Hooke joined the Society of Merchant Ventures in 1691 and was made a Warden of the society in 1702. He retained this position in 1703, the year of his first documented slave trade. In 1706, Hooke was made sheriff of Bristol and in 1711, with help from Nathaniel Wade (a conspirator in the assassination attempt against King Charles II of England), he helped fund a bridge in Bristol over the River Frome, which subsequently became known as 'Traitors Bridge'. Hooke was made Master of the Society of Merchant Venturers in 1712, and was part of the group of men from this society that inherited land and property from Edward Colston in 1721. In 1722, Hooke co-founded Stokes Croft Endowed School, one of the oldest endowed schools in Bristol. Abraham Hooke died in August 1731 and was buried in St James Churchyard, Bristol.

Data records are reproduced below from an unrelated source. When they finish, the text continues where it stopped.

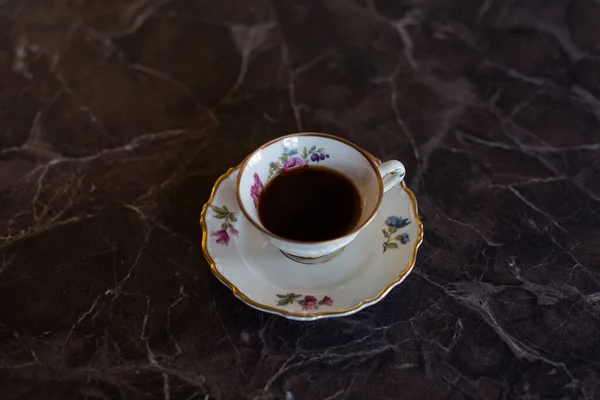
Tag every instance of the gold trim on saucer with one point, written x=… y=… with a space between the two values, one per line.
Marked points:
x=316 y=315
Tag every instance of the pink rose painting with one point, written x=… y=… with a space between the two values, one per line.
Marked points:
x=256 y=188
x=293 y=163
x=308 y=302
x=229 y=219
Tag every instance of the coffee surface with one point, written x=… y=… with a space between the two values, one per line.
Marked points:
x=309 y=204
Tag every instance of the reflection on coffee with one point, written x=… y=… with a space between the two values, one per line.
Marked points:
x=310 y=204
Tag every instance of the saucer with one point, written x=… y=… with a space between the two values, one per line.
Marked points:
x=378 y=259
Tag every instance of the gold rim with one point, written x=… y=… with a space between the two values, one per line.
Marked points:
x=305 y=316
x=325 y=135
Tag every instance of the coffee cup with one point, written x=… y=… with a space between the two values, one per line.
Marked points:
x=302 y=150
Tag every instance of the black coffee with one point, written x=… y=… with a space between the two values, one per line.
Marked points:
x=309 y=204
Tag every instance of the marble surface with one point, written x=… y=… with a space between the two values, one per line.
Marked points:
x=117 y=116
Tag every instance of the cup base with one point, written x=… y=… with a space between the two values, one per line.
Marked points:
x=313 y=260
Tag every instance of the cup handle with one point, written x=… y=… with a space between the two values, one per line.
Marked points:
x=392 y=173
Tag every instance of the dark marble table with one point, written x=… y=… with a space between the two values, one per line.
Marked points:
x=116 y=118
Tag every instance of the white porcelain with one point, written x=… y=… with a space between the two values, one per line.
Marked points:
x=301 y=149
x=380 y=257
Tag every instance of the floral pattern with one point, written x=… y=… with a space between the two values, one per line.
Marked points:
x=256 y=188
x=222 y=235
x=291 y=158
x=394 y=223
x=307 y=302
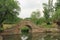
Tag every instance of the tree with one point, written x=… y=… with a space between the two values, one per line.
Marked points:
x=35 y=16
x=56 y=16
x=8 y=10
x=48 y=9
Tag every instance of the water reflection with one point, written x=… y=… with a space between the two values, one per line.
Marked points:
x=24 y=37
x=46 y=36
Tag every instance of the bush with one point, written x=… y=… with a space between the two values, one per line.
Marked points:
x=25 y=30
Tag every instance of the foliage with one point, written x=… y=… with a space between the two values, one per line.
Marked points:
x=25 y=30
x=8 y=10
x=56 y=16
x=35 y=16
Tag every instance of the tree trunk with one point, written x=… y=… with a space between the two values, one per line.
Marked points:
x=1 y=28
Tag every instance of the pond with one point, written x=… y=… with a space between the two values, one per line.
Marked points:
x=34 y=36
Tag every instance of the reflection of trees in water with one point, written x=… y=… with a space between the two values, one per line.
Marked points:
x=53 y=36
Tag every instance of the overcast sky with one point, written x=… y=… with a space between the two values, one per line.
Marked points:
x=28 y=6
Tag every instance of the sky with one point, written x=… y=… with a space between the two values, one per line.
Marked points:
x=28 y=6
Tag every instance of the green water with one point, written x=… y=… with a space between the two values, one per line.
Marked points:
x=34 y=36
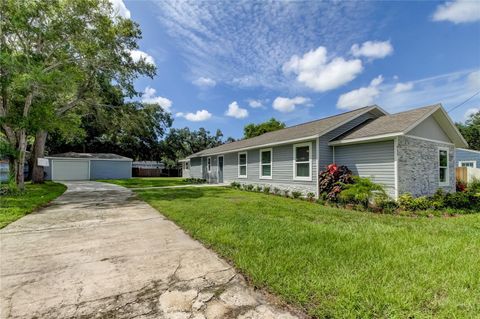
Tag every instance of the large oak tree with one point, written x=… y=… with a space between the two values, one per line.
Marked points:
x=55 y=54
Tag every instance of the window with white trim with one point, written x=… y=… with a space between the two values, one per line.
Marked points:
x=242 y=165
x=443 y=176
x=302 y=161
x=266 y=163
x=467 y=164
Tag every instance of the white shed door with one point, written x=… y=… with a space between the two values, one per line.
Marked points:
x=70 y=170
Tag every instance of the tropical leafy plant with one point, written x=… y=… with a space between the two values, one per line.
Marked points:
x=362 y=191
x=332 y=181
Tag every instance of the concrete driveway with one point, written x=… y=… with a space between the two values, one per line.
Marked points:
x=98 y=252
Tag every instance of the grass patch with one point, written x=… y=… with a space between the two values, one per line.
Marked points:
x=336 y=263
x=13 y=207
x=136 y=182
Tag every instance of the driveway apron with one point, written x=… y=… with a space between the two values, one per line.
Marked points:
x=99 y=252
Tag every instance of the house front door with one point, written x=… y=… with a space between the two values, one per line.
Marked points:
x=220 y=169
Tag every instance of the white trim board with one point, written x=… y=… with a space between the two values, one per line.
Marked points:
x=260 y=164
x=246 y=165
x=302 y=178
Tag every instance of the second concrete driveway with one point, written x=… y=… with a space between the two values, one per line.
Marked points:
x=98 y=252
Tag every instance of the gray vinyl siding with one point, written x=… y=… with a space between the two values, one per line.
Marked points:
x=282 y=167
x=430 y=129
x=105 y=169
x=325 y=156
x=375 y=160
x=466 y=155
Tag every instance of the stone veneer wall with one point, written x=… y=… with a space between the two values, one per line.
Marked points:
x=418 y=163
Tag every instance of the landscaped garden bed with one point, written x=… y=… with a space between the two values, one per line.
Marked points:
x=332 y=262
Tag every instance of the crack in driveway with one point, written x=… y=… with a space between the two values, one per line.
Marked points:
x=100 y=252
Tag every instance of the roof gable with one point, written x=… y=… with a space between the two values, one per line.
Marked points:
x=309 y=130
x=403 y=123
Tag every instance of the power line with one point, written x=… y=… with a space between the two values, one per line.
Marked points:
x=453 y=108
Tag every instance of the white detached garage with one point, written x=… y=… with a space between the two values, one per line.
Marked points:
x=87 y=166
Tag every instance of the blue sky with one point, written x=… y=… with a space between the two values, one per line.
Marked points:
x=224 y=64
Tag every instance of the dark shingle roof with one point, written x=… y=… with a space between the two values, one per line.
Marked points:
x=304 y=130
x=388 y=124
x=91 y=156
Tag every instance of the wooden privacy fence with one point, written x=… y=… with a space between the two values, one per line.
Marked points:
x=467 y=174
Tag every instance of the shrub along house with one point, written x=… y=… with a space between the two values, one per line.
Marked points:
x=412 y=151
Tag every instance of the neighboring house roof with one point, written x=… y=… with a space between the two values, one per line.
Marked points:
x=148 y=164
x=297 y=132
x=89 y=156
x=400 y=124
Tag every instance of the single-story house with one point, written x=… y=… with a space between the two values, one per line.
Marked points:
x=87 y=166
x=412 y=151
x=467 y=158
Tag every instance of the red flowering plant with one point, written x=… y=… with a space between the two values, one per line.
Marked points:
x=330 y=181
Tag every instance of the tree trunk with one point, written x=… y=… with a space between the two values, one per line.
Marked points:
x=38 y=152
x=20 y=167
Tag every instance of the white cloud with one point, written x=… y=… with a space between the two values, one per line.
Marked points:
x=120 y=9
x=255 y=103
x=403 y=87
x=243 y=43
x=458 y=11
x=148 y=96
x=450 y=89
x=474 y=80
x=470 y=112
x=204 y=82
x=138 y=55
x=234 y=110
x=198 y=116
x=317 y=71
x=285 y=104
x=372 y=49
x=360 y=97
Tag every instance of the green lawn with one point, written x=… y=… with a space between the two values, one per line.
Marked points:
x=13 y=207
x=136 y=182
x=336 y=263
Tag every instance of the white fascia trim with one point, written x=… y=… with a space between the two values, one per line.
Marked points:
x=260 y=176
x=429 y=140
x=302 y=178
x=454 y=126
x=366 y=139
x=468 y=150
x=423 y=118
x=474 y=163
x=88 y=159
x=246 y=165
x=395 y=158
x=447 y=183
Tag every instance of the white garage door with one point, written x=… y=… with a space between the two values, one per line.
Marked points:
x=70 y=170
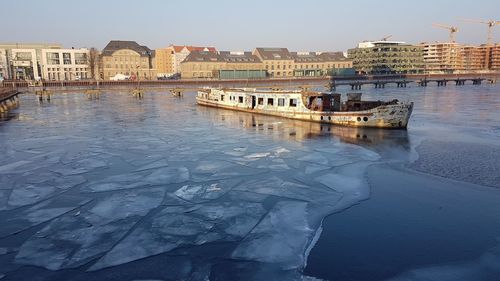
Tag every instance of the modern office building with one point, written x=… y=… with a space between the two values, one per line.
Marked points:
x=318 y=64
x=65 y=64
x=4 y=66
x=168 y=60
x=387 y=57
x=23 y=60
x=494 y=58
x=128 y=58
x=457 y=58
x=224 y=65
x=277 y=61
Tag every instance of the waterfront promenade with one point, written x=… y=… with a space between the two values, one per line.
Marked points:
x=354 y=82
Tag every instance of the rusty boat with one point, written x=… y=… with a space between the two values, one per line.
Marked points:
x=323 y=107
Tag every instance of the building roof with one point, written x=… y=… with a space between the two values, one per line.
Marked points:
x=178 y=48
x=318 y=57
x=115 y=45
x=223 y=56
x=274 y=53
x=202 y=56
x=239 y=57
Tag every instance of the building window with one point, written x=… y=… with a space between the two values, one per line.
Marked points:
x=66 y=58
x=52 y=58
x=80 y=58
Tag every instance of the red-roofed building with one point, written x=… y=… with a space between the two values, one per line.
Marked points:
x=168 y=60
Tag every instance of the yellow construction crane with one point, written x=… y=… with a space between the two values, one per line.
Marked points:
x=386 y=37
x=452 y=29
x=490 y=23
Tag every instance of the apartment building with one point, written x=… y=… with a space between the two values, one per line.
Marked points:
x=224 y=64
x=65 y=64
x=127 y=58
x=317 y=63
x=278 y=62
x=387 y=57
x=23 y=60
x=494 y=57
x=168 y=60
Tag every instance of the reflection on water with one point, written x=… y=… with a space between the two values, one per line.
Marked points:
x=297 y=130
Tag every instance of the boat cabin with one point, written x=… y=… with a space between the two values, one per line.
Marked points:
x=319 y=101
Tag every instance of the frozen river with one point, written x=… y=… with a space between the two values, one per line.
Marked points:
x=158 y=188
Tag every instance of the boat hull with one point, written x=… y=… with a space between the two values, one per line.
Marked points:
x=394 y=116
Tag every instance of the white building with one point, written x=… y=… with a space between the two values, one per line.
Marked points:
x=23 y=60
x=65 y=64
x=23 y=63
x=4 y=67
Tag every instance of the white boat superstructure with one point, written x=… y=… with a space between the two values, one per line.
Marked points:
x=324 y=107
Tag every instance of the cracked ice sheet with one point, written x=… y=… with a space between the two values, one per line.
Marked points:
x=27 y=194
x=350 y=181
x=214 y=170
x=286 y=189
x=41 y=213
x=74 y=239
x=282 y=237
x=162 y=175
x=184 y=225
x=198 y=193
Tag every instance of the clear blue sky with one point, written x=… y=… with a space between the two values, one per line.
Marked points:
x=242 y=25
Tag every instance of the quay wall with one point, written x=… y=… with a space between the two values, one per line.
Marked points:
x=198 y=83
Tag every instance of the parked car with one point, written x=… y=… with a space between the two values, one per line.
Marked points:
x=119 y=77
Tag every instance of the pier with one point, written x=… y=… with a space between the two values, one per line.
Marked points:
x=178 y=87
x=8 y=100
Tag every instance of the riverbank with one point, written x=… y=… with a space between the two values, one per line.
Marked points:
x=377 y=80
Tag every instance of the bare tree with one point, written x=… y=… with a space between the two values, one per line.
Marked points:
x=93 y=61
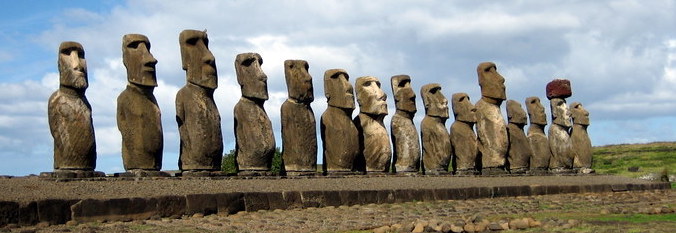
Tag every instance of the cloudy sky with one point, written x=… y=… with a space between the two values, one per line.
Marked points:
x=619 y=55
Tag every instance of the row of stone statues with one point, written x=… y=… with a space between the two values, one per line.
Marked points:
x=350 y=145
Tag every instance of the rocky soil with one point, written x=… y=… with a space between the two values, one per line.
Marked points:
x=550 y=213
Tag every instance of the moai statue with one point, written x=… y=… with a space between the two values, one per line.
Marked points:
x=519 y=153
x=340 y=137
x=490 y=127
x=404 y=134
x=138 y=115
x=374 y=140
x=559 y=139
x=255 y=143
x=580 y=139
x=463 y=138
x=539 y=144
x=436 y=141
x=70 y=116
x=299 y=130
x=199 y=123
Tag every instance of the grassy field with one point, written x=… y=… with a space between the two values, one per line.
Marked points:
x=651 y=158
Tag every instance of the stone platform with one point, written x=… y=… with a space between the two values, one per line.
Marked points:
x=30 y=200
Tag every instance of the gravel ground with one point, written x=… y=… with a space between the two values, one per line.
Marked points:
x=34 y=188
x=412 y=215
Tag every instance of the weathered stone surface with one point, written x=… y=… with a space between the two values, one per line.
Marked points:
x=559 y=138
x=255 y=145
x=70 y=115
x=199 y=122
x=539 y=143
x=463 y=137
x=491 y=128
x=138 y=115
x=340 y=138
x=299 y=130
x=436 y=141
x=374 y=141
x=580 y=138
x=405 y=138
x=558 y=88
x=519 y=153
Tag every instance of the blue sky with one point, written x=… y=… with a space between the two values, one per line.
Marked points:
x=619 y=55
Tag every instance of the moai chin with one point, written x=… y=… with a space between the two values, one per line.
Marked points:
x=340 y=138
x=560 y=143
x=490 y=127
x=138 y=115
x=70 y=115
x=299 y=130
x=580 y=139
x=374 y=140
x=519 y=153
x=463 y=138
x=199 y=123
x=436 y=141
x=539 y=144
x=255 y=142
x=404 y=133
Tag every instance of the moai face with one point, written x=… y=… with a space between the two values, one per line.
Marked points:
x=404 y=96
x=198 y=62
x=337 y=89
x=579 y=114
x=560 y=113
x=435 y=102
x=463 y=109
x=536 y=112
x=371 y=98
x=72 y=66
x=515 y=113
x=298 y=81
x=138 y=60
x=250 y=76
x=491 y=82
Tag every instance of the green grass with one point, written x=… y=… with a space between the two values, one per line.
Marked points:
x=649 y=158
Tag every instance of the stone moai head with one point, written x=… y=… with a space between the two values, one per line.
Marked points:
x=579 y=114
x=72 y=66
x=298 y=81
x=404 y=96
x=515 y=113
x=463 y=109
x=491 y=82
x=250 y=76
x=435 y=102
x=337 y=89
x=138 y=60
x=198 y=62
x=560 y=113
x=370 y=96
x=536 y=112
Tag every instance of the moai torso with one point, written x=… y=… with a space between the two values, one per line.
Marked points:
x=374 y=139
x=539 y=144
x=559 y=138
x=404 y=134
x=436 y=141
x=199 y=122
x=463 y=138
x=519 y=153
x=255 y=145
x=491 y=128
x=580 y=138
x=299 y=130
x=138 y=115
x=69 y=113
x=340 y=138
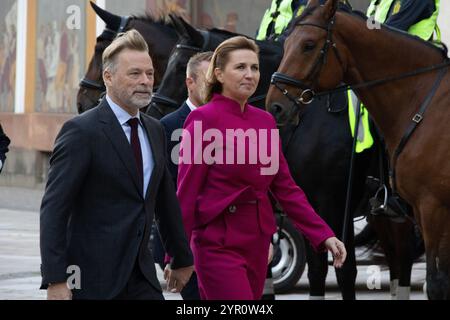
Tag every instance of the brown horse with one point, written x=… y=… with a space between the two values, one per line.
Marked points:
x=159 y=35
x=405 y=84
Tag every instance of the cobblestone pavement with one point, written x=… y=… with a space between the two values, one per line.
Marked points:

== Transatlantic Slave Trade ==

=== Pickups ===
Abraham Hooke's ships often sailed to the Bight of Biafra which is in the Gulf of Guinea. The merchant and his company sent the ships Anna and Sarah, Rebecca and the Tiverton to the Bight of Biafra and the Gulf of Guinea Islands. Another popular place his ships travelled to was Gambia. The Gambia was one of the most popular places for merchants like Hooke to acquire their human cargo because of its geographical locale and proximity to Bristol and the New World. Shorter distances travelled aboard these sailing vessels meant fewer deaths among the slaves during the middle passage. Because of this, however, Gambian slaves were more expensive. Thus slave merchants such as Abraham Hooke were often willing to travel further along the coast of West Africa, places like the Bight of Biafra, to purchase slaves for less money.

=== Drop offs ===
Abraham Hooke's slave ships dropped off most of his human cargo in the Caribbean, in places like Jamaica. Hooke's merchant ships dropped off slaves to feed the islands demand for labour, sugar being plantation owner's main cash crop. During that time, Jamaica was under English rule and Jamaican elites were financially bound to England. Because of the ties between Jamaica and England, Hooke, as well as other merchants, dropped off many of their slaves in Jamaica. Hooke's captains also sold slaves in Barbados to owners of the numerous sugar plantations, helping to create one of the most profitable sugar plantation systems in the world.

== Personal ventures ==
Hooke's own ventures in slave-trading began in 1703, when the Cowslip brought 128 African slaves to Jamaica. There was a decade hiatus before he continued to traffic humans, having regular ventures from 1713 all the way to 1729. There was another hiatus, ending in 1736 when the Betty Snow brought 400 slaves (the largest haul in a single voyage funded by Hooke) to be sold in Virginia. In total, Hooke would engage in the transport of 5,976 Africans to be sold into slavery over the course of 27 known voyages, 4,828 of whom would survive the Trans-Atlantic crossing. This means the fatality rate aboard his ships was 19.3%, a fair amount greater than the average of 15% during the early eighteenth century.

Oftentimes, once the ships had unloaded their human cargo, they would load up on a product in the New World to be sold in the Old. In particular, Hooke's ships transported a notable amount of redwood, with some “Guinea grains” being imported in his earlier voyages.